I have had a few raised eyebrows when I mention the term social entrepreneur.  As I came into the UK, the immigration officer at Heathrow couldn’t decide whether to be less impressed by my entry of social entrepreneur in the “Profession” category or by the fact that my main purpose in entering the U.K. was to “blog”.   By the time he’d finished I was beginning to wonder myself.

Friends and colleagues have also been curious about the term “social entrepreneur” wondering whether it isn’t simply a green-washing of filthy capitalism.

Well, it is true that the term is a bit woolly.  There are lots of people who have been doing great things without calling it social entrepreneurship.  Those people are now being claimed by the social entrepreneurship movement.  Ashoka have a list of early Social Entrepreneurs.  So what is it exactly?

Trusty Wikipedia says that a social entrepreneur “recognizes a social problem and uses entrepreneurial principles to organize, create and manage a venture to achieve social change.”  And what are entrepreneurial principles?  Wikipedia to the rescue again.  An entrepreneur “is a person who has possession of a new enterprise, venture or idea and is accountable for the inherent risks and the outcome.”

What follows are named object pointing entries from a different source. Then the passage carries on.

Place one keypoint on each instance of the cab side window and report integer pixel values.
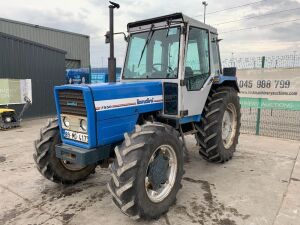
(197, 69)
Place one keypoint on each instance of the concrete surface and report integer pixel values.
(260, 186)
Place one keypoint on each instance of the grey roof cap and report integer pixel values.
(172, 17)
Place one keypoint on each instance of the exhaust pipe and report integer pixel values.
(110, 39)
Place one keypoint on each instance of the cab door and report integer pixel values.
(197, 72)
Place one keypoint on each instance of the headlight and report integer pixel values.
(8, 119)
(66, 122)
(83, 125)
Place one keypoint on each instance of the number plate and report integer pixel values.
(76, 136)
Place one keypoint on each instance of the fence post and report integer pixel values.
(258, 116)
(263, 60)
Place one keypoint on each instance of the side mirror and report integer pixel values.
(107, 39)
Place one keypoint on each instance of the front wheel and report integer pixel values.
(220, 126)
(147, 171)
(51, 167)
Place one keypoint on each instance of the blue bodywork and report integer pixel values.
(108, 126)
(107, 121)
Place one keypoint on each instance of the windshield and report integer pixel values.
(153, 55)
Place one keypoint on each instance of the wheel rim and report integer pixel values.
(164, 189)
(229, 124)
(71, 166)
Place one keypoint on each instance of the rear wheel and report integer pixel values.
(51, 167)
(147, 171)
(220, 125)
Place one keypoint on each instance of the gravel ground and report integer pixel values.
(259, 186)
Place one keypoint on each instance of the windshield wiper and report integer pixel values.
(149, 37)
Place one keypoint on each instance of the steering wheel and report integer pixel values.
(169, 69)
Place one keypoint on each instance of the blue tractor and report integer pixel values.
(172, 85)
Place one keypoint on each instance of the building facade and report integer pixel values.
(76, 46)
(44, 65)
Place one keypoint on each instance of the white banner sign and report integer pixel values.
(274, 84)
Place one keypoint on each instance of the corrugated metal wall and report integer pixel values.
(77, 46)
(45, 66)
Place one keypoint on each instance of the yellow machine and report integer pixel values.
(8, 118)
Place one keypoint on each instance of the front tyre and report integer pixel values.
(51, 167)
(219, 128)
(147, 171)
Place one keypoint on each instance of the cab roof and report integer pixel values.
(163, 21)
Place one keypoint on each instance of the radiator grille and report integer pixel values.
(72, 102)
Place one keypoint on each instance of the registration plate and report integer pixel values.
(76, 136)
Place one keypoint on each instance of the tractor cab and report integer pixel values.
(179, 51)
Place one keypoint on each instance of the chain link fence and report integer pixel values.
(260, 119)
(285, 61)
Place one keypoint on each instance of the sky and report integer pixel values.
(90, 17)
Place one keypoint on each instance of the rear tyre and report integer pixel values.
(219, 128)
(49, 165)
(147, 171)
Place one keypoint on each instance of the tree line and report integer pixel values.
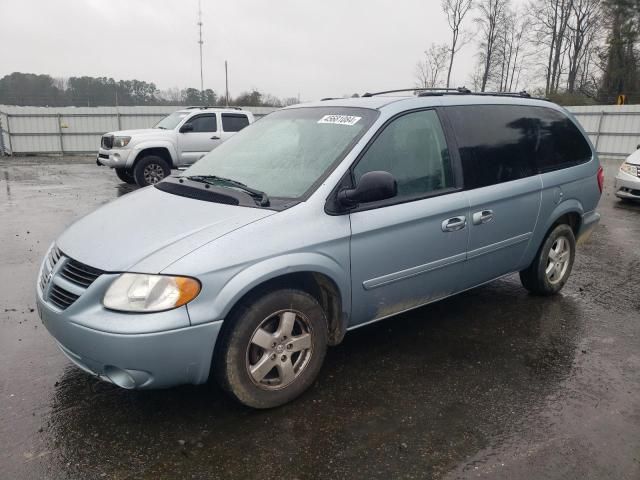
(29, 89)
(571, 51)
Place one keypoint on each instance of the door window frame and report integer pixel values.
(348, 180)
(234, 115)
(215, 116)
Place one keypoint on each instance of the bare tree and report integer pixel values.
(551, 20)
(513, 49)
(583, 28)
(490, 15)
(455, 10)
(429, 71)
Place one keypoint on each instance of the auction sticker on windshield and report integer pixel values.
(340, 119)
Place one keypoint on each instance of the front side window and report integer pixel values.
(288, 151)
(204, 123)
(413, 149)
(171, 121)
(233, 122)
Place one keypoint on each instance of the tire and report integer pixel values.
(536, 277)
(150, 170)
(246, 349)
(125, 175)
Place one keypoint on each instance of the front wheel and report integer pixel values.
(551, 267)
(272, 349)
(150, 170)
(126, 175)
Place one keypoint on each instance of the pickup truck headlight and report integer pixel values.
(142, 293)
(630, 169)
(121, 142)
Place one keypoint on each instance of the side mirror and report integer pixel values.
(372, 187)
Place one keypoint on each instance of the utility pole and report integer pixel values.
(226, 83)
(200, 42)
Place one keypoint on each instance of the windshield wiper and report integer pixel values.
(260, 197)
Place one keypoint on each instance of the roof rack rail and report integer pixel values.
(427, 92)
(417, 89)
(204, 107)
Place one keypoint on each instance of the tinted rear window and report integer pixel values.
(232, 122)
(501, 143)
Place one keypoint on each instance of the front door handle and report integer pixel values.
(485, 216)
(454, 224)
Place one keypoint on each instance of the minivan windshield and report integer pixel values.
(171, 121)
(285, 153)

So those two issues seem to capture social entrepreneurship a) intentionally setting out to do something good in the world; and, b) putting yourself directly on the hook for the outcomes.  Now those are simple but not completely unproblematic ideas.  With respect to the first, I am reminded of Henry Thoreau who said:

If I knew for a certainty that a man was coming to my house with the conscious design of doing me good, I should run for my life.

Having been involved in international development and philanthropy for some years, I feel a shiver of recognition in the above quotation.  However, what I like about social entrepreneurship is that part b), putting yourself on the hook for the outcomes, is at least partially a cure for the woolly, good-intentions of part a).  An entrepreneur must sustain him/herself and their ability to do so is tested by demand for what they are creating.  At least that is how it is supposed to work.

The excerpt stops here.